In questo è importantissimo il ruolo dei genitori. Sono loro, prima di chiunque altro, a poter rassicurare i bambini, e quindi anche loro vanno assolutamente supportati e aiutati a ritrovare un po' di sicurezza e tranquillità. Spesso per loro c’è bisogno di un supporto specialistico, di un supporto fornito da psicologi formati e competenti nell’intervento emergenziale, e questo è proprio il compito degli psicologi dell’emergenza. In questi interventi di solito sono utilizzate tecniche di rielaborazione ed integrazione dell’esperienza traumatica, pratiche di rilassamento e altre modalità ancora. E’ soprattutto utile la possibilità per i profughi di raccontare, di essere ascoltati e compresi empaticamente; la narrazione è fondamentale per poter organizzare nella propria mente l’esperienza vissuta, ma è anche importante che, quando si tocchino eventi e vissuti particolarmente traumatici, ci possa essere proprio la presenza di uno psicologo competente che sappia come sostenere ed intervenire in modo mirato e professionale.

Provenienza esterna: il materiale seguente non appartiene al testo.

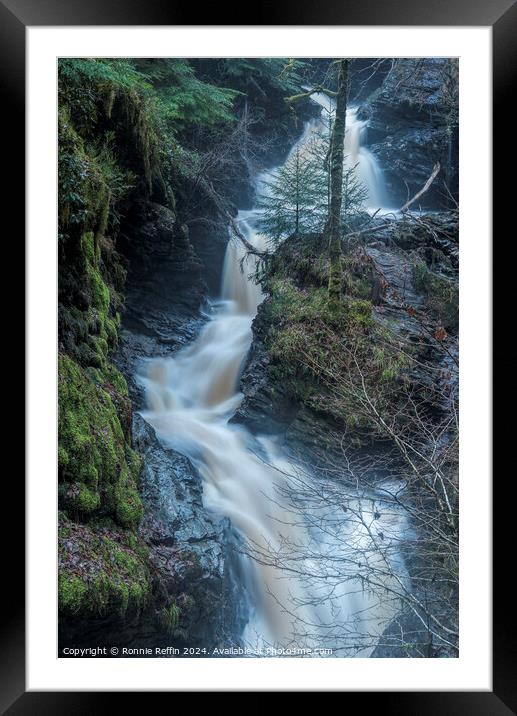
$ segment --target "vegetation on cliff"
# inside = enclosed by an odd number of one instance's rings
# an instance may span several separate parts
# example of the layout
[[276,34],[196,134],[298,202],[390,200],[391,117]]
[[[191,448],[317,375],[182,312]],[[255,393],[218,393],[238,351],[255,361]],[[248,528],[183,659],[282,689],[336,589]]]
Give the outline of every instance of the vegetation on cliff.
[[[183,222],[194,211],[191,204],[198,214],[206,211],[199,191],[208,184],[222,195],[225,151],[234,151],[237,142],[228,137],[236,127],[248,127],[241,115],[250,69],[252,75],[258,70],[262,92],[282,93],[297,86],[292,74],[285,81],[280,77],[286,63],[230,63],[223,82],[216,83],[183,59],[59,62],[59,606],[64,616],[138,615],[154,599],[158,627],[181,628],[179,607],[160,591],[140,527],[141,460],[131,444],[132,406],[112,362],[129,267],[128,246],[121,249],[118,238],[123,230],[138,235],[142,207],[161,206],[170,217],[172,239],[188,244]],[[258,91],[256,82],[253,87]],[[267,107],[262,111],[267,114]],[[133,224],[127,230],[129,215]],[[129,249],[135,255],[143,251]],[[190,245],[187,249],[192,252]]]

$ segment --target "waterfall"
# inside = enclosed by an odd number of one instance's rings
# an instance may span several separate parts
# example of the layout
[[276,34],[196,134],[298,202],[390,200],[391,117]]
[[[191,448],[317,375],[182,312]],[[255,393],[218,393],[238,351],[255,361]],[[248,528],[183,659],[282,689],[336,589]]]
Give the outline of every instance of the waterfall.
[[[300,142],[312,127],[309,123]],[[347,146],[354,161],[358,160],[363,167],[373,197],[377,181],[374,164],[365,159],[368,154],[360,144],[359,122],[352,124],[351,129]],[[248,241],[262,247],[264,237],[254,228],[256,215],[257,210],[241,211],[237,221]],[[274,436],[254,437],[242,426],[229,423],[242,399],[238,392],[239,377],[251,344],[251,323],[263,298],[260,287],[249,278],[255,261],[255,257],[245,256],[240,242],[229,241],[221,301],[191,345],[171,358],[148,362],[147,372],[140,376],[147,396],[147,409],[142,415],[165,446],[187,455],[196,465],[203,479],[205,508],[228,517],[255,549],[281,555],[286,546],[307,545],[309,551],[310,545],[310,555],[301,565],[310,570],[320,557],[328,559],[336,553],[337,540],[345,540],[365,550],[370,559],[380,560],[369,530],[347,520],[341,506],[315,506],[311,513],[316,518],[320,509],[335,510],[332,517],[339,530],[333,537],[318,528],[317,519],[308,521],[293,515],[282,495],[289,487],[290,475],[299,468],[282,453]],[[265,425],[264,433],[267,432]],[[304,472],[304,479],[313,478]],[[368,501],[366,506],[360,504],[358,496],[358,510],[368,514],[369,504]],[[371,501],[372,512],[373,504]],[[386,510],[385,520],[386,535],[390,529],[394,534],[402,529],[403,517],[397,511]],[[306,648],[318,643],[321,646],[324,640],[325,646],[332,648],[337,637],[335,628],[333,631],[329,625],[336,620],[360,641],[362,634],[372,630],[380,634],[393,616],[357,578],[345,579],[329,598],[323,580],[304,579],[286,571],[281,564],[261,563],[246,554],[240,560],[245,581],[250,585],[251,616],[244,633],[236,638],[252,645],[257,655],[264,654],[266,645],[278,649]],[[304,634],[300,625],[305,625],[305,629],[310,625],[312,636]],[[371,646],[355,655],[368,656],[370,652]]]
[[[315,93],[313,99],[322,108],[322,121],[334,111],[334,100],[323,93]],[[386,184],[379,160],[366,146],[368,121],[358,117],[358,107],[350,106],[346,111],[345,167],[353,169],[357,179],[367,192],[366,208],[369,211],[389,210]]]

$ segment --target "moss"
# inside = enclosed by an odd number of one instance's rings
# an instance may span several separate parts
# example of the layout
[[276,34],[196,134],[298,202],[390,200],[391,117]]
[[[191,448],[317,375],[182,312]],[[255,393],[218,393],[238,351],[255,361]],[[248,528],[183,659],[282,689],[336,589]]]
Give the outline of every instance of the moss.
[[181,616],[181,607],[174,602],[168,607],[160,610],[159,621],[163,629],[168,634],[173,634],[179,626]]
[[121,616],[140,612],[149,603],[151,576],[147,548],[134,536],[100,525],[79,525],[60,515],[59,610],[65,614]]
[[88,588],[80,577],[62,572],[58,579],[58,602],[63,612],[76,614],[86,600]]
[[[109,374],[127,392],[116,369]],[[116,395],[113,386],[110,391]],[[127,444],[111,394],[71,358],[59,357],[58,459],[60,478],[69,483],[61,492],[63,507],[80,514],[100,509],[136,527],[143,511],[140,458]]]

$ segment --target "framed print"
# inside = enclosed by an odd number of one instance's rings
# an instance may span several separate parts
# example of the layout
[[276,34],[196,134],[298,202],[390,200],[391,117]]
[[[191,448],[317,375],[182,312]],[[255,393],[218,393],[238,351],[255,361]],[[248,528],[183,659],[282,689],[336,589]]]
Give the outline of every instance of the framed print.
[[7,712],[337,690],[511,713],[491,108],[515,7],[1,10],[27,141]]

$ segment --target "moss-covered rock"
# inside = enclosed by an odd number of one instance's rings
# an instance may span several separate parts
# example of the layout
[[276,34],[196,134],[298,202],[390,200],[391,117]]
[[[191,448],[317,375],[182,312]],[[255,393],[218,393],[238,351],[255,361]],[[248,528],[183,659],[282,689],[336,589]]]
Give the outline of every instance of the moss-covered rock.
[[114,525],[59,519],[59,610],[66,615],[139,613],[151,596],[147,547]]
[[[108,377],[127,395],[123,378],[111,367]],[[117,412],[113,383],[87,372],[72,358],[59,356],[60,500],[72,514],[99,510],[121,525],[135,527],[142,516],[137,491],[140,458],[131,449]]]

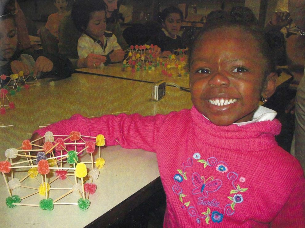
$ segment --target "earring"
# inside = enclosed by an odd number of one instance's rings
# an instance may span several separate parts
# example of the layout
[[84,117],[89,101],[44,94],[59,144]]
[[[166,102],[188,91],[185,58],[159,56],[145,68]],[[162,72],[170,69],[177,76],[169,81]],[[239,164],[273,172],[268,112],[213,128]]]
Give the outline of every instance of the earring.
[[262,97],[262,101],[263,101],[264,104],[266,104],[267,103],[267,101],[268,101],[268,98],[267,97]]

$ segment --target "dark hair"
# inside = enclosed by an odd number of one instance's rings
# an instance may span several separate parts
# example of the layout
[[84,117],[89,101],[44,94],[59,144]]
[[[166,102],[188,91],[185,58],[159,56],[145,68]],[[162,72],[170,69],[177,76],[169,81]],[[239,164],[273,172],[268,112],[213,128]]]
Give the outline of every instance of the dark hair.
[[[216,29],[220,28],[227,30],[229,28],[239,28],[243,30],[244,33],[251,34],[254,39],[256,40],[259,50],[261,53],[265,57],[266,61],[266,69],[264,74],[264,80],[267,76],[271,72],[276,71],[275,64],[274,55],[274,52],[272,48],[269,45],[266,40],[263,30],[258,25],[253,23],[247,24],[240,23],[235,21],[234,19],[231,20],[219,20],[214,23],[206,24],[203,28],[195,37],[189,51],[189,57],[188,58],[188,64],[191,61],[192,56],[194,51],[194,44],[199,40],[200,37],[206,32],[212,32]],[[224,39],[226,37],[224,37]],[[251,55],[251,53],[249,53]]]
[[160,24],[164,23],[165,19],[171,13],[178,13],[180,15],[181,20],[183,20],[183,14],[181,11],[178,8],[174,6],[170,6],[165,8],[159,13],[159,22]]
[[71,11],[74,25],[78,30],[83,32],[84,28],[88,25],[92,13],[105,11],[106,7],[106,3],[101,0],[77,0],[73,4]]

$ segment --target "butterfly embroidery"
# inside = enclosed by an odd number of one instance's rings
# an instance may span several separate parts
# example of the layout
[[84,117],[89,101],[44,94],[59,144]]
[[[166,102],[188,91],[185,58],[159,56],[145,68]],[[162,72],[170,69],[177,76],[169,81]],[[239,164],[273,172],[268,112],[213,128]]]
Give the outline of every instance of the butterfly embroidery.
[[[211,180],[210,180],[210,179]],[[202,179],[197,173],[193,173],[192,180],[193,184],[196,187],[193,189],[192,193],[194,195],[196,195],[201,193],[205,198],[208,198],[208,192],[213,192],[217,191],[222,185],[222,182],[220,180],[214,180],[212,177],[210,177],[205,180],[204,177],[203,176]]]

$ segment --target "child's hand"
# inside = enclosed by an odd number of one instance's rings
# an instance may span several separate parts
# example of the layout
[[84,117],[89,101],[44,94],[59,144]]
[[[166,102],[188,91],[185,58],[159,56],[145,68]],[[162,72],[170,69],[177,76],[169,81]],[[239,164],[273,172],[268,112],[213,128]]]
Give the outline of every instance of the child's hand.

Dobbiamo considerare che la paura e la rabbia che nascono dopo queste esperienze, col tempo possono tramutarsi in odio e risentimento. Possono diventare sentimenti pervasivi, mantenersi a lungo e portare a sviluppare una marcata mancanza di fiducia e di speranza e una mancanza di prospettiva verso il futuro. Per questo motivo il contatto umano è l’esperienza “curativa” indispensabile; quindi, ad essere centrale sarà anche l’atteggiamento di accoglienza a livello micro (la realtà cittadina) e macro sociale (la realtà sociale più allargata). Sarà importante fare sentire accolti e protetti tutte queste persone, adulti e minori, aiutandoli anche a vivere la loro quotidianità in un paese per loro straniero qual è il nostro, senza aggravare la loro condizione e aiutandoli a ridurre un poco la paura ed il senso d’insicurezza.

Sarà, per noi, un grande impegno riuscire ad accogliere nel migliore dei modi tutte le persone che stanno arrivando in Italia (e negli altri paesi europei). E possiamo fare qualcosa adesso, qualcosa che aiuti queste persone a ritrovare un maggior senso di sicurezza, di fiducia nell’essere umano e soprattutto che li aiuti ad interrompere quella catena di odio, risentimento e violenza che genera sempre la guerra. Possiamo supportarle durante i primi mesi, e questo è il compito della psicologia dell’emergenza, e dobbiamo poi continuare a monitorare e seguire il processo di adattamento nel medio e lungo periodo per evitare i problemi di cui sopra e l’insorgenza di stress post-traumatico, e questo sarà soprattutto compito dei nostri servizi pubblici.

Quello che sta succedendo in Ucraina però, l’invasione di quella terra, la guerra e gli orrori che ne derivano, non è confinato solo quel paese e alla sua gente. Tutti noi, qui in Italia, possiamo esserne un pò vittime! In misura assolutamente minore, ma il contatto con questi profughi, le notizie e le immagini che ci arrivano attraverso i mass media e i social media e la preoccupazione e la paura per l’allargamento del conflitto bellico affondano nei nostri cuori e nelle nostre menti lasciando il segno. Anche noi quindi dobbiamo fare attenzione ai segnali di stress emotivo che possono nascere durante questo tempi così incerti. Dopo la pandemia dobbiamo ora occuparci di una nuova minaccia, siamo chiamati ancora una volta a fare grandi sforzi per mantenere un buon equilibrio dentro di noi e nella nostra quotidianità. E anche noi dobbiamo prenderci cura dei nostri bambini e adolescenti per proteggerli e rassicurarli, coltivando assieme a loro la fiducia e la speranza che da tutto questo possa venire qualcosa di buono.